Are you sexually active? It was only one question, with boxes next to the possible answers—yes or no. There was confusion among the students as to what constituted activity, so some of them had to guess. Some kids wrote descriptions of what they’d done and hadn’t done, and some checked yes because they really, really wanted to be.
Polly was seventeen but people had asked her that question since she was twelve, no matter what her problem was. At the pediatrician’s, at the dermatologist’s, before her wisdom teeth were pulled, in the ER with a broken leg, in the college counseling office, which was really a joke, before the lady even asked which colleges were recruiting her: Honey, tell me, are you sexually active?
“Yes,” Polly said each time, waiting for someone to look up from their clipboard and say, Since when? How old were you? It wasn’t until she was in her twenties that Polly figured out that adults didn’t care about her personal history. What they were driving at was: Are you pregnant?
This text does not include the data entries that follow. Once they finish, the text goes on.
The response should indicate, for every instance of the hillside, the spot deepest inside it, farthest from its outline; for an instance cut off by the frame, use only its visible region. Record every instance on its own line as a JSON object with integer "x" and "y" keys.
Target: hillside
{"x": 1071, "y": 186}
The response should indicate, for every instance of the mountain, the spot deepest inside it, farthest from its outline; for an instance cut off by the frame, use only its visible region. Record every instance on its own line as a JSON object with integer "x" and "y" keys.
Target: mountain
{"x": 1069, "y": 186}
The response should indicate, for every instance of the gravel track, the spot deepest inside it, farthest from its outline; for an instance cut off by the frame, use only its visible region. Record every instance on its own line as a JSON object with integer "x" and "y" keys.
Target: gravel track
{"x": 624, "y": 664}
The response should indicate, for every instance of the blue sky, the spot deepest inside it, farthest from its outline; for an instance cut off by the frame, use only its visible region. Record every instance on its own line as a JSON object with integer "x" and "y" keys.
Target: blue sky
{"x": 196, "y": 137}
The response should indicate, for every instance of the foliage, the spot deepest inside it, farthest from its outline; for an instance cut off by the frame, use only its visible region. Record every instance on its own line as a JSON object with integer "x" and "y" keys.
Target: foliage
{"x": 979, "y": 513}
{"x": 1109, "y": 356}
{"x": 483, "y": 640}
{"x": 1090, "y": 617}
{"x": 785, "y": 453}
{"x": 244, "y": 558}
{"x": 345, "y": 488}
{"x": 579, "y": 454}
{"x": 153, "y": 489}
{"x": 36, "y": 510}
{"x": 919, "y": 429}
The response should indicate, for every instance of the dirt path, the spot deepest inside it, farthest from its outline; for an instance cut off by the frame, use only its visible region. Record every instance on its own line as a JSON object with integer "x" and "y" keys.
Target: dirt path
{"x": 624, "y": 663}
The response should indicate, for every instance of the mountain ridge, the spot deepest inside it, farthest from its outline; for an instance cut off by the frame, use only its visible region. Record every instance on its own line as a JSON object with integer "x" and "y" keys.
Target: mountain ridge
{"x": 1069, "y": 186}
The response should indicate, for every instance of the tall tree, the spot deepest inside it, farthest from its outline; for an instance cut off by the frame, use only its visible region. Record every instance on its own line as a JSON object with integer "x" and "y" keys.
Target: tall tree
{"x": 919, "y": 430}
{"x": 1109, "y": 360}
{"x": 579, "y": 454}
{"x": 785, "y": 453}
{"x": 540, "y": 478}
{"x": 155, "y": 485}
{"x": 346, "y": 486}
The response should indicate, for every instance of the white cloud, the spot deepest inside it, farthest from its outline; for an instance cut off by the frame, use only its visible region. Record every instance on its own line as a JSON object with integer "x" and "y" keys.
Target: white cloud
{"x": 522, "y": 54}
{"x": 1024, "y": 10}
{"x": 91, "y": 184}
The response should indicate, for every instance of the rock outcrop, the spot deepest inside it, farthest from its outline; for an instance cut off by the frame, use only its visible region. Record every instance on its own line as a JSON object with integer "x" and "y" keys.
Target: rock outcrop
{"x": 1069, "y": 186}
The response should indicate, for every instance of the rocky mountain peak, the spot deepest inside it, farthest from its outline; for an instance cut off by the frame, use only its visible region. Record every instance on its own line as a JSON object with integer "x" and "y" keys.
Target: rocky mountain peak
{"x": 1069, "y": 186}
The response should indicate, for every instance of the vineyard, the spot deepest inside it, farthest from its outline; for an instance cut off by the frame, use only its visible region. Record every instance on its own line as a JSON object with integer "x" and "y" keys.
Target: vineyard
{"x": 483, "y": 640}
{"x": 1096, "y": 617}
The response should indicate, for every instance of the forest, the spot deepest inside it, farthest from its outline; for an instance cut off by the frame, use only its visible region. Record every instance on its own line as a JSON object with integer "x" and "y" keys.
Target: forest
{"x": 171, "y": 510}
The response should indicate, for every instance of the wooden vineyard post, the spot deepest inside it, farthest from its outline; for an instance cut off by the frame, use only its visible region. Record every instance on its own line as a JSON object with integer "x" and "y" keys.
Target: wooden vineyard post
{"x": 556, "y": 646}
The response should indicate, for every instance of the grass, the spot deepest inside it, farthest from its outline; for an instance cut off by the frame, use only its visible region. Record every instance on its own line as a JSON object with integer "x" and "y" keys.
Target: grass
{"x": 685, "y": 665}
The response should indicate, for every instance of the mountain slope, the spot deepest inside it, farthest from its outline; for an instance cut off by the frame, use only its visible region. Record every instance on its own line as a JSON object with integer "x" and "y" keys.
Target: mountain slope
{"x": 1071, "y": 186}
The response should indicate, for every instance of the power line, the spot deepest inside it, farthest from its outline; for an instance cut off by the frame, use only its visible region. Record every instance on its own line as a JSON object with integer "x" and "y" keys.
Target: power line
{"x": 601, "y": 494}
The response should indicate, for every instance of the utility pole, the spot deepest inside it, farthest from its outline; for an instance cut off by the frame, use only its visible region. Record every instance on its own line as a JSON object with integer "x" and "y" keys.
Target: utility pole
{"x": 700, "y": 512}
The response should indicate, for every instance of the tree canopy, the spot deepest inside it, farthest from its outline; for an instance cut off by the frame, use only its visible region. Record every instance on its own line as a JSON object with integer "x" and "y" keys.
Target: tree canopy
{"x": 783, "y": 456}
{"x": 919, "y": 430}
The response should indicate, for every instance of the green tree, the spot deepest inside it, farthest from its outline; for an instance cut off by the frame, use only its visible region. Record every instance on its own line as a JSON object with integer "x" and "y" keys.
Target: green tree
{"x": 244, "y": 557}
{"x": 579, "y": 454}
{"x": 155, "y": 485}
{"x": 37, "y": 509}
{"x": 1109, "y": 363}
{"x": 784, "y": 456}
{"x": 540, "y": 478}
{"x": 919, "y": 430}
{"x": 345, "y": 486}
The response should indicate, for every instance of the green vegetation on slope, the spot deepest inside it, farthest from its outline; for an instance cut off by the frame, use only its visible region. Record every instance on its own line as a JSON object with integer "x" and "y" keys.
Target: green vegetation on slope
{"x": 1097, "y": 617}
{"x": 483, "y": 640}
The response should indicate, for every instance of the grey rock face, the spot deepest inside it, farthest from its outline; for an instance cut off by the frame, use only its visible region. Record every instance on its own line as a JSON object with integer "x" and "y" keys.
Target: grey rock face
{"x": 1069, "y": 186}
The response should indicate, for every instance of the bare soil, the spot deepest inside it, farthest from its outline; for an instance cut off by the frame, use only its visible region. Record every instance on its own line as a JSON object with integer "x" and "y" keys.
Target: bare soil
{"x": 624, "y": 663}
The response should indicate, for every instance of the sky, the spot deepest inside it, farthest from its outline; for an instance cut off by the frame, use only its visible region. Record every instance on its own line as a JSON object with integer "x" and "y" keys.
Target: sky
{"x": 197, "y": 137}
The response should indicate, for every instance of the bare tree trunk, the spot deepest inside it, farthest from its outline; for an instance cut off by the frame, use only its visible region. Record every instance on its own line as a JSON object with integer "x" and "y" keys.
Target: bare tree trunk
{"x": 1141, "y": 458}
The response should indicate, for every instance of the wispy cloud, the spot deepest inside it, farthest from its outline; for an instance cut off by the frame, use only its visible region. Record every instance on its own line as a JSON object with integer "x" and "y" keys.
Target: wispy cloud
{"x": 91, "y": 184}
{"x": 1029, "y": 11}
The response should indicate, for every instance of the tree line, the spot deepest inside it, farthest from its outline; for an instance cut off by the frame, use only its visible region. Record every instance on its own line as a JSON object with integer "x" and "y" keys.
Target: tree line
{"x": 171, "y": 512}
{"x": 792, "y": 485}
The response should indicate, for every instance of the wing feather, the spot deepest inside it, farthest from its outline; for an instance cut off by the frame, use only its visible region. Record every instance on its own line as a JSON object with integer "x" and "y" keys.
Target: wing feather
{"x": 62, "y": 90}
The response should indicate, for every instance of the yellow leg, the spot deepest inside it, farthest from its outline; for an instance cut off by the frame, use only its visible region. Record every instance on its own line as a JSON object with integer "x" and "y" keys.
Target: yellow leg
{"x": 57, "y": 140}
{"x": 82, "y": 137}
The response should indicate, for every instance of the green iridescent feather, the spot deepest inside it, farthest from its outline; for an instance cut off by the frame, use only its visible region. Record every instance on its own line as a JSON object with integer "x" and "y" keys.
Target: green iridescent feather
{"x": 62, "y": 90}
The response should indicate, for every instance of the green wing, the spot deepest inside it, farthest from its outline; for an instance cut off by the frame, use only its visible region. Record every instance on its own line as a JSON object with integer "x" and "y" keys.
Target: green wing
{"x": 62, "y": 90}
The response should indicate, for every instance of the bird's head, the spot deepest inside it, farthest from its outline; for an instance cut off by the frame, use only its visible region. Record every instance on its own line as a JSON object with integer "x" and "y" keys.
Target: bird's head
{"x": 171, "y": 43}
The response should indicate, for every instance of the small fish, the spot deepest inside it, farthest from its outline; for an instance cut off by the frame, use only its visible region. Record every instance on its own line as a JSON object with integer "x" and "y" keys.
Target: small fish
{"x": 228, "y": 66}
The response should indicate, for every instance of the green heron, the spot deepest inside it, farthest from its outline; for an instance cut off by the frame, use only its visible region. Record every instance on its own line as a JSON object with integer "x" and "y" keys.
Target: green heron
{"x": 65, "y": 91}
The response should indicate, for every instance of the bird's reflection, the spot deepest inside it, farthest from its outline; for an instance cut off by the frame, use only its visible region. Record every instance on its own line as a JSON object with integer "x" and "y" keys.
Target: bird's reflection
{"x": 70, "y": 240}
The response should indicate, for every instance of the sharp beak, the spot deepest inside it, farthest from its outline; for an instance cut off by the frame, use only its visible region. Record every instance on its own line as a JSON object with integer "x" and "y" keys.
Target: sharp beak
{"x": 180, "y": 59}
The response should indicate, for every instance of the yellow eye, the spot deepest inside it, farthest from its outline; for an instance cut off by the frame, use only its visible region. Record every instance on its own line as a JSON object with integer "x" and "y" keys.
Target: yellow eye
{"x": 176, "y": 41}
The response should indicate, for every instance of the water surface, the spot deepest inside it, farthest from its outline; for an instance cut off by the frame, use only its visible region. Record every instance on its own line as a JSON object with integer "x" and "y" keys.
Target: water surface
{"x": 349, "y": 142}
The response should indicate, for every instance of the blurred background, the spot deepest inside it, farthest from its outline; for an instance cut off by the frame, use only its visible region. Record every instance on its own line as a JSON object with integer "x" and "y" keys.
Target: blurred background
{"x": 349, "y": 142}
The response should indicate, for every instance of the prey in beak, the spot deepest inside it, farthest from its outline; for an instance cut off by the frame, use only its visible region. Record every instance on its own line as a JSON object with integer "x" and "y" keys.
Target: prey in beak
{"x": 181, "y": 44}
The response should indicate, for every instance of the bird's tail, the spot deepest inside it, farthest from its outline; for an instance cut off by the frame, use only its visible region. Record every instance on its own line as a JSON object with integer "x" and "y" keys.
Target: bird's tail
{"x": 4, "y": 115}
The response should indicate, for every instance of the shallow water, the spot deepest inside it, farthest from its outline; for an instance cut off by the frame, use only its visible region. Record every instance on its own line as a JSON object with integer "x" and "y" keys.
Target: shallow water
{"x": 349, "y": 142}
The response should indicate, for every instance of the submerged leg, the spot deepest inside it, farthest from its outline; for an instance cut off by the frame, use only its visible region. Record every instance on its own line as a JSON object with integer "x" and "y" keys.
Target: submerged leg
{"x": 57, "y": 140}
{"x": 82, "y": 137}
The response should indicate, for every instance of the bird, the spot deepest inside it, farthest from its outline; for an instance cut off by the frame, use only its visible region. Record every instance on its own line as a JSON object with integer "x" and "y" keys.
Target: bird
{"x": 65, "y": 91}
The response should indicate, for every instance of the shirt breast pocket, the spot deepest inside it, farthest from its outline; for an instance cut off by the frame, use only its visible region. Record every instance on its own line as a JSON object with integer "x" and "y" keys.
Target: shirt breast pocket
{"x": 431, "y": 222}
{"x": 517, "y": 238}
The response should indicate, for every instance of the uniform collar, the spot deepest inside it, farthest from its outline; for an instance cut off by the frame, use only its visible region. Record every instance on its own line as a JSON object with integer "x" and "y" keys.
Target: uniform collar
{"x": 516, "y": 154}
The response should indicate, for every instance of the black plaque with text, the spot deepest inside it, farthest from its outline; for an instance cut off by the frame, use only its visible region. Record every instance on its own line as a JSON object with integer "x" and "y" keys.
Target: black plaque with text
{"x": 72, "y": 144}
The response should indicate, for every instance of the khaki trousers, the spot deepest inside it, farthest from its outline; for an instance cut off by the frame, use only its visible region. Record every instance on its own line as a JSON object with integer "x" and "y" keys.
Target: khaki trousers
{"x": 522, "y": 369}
This time the point of the question was to separate the seniors in her public high school into two groups. There would be a sexually active class that year—the fuck-me class, Polly told her parents at dinner—and a sexually inactive class.
“The inert class,” she said, “like dead.” She grabbed her throat and rolled her eyes back in her head.
Her parents were English teachers at the private high school in their Southern California beach town, where sex ed was called Love Making and included such expressions of love as healthy relationships, service, social justice, and the religious or family life.
“Really, Polly,” her mother said. “The fuck-me class? You swear like a sailor.”
“I’m using the full extent of the English language,” Polly said, chasing four peas—especially a bright-green one—across her plate with a spoon.
“Sometimes,” her father said, “the full extent is too much.”
“Not for me,” she said.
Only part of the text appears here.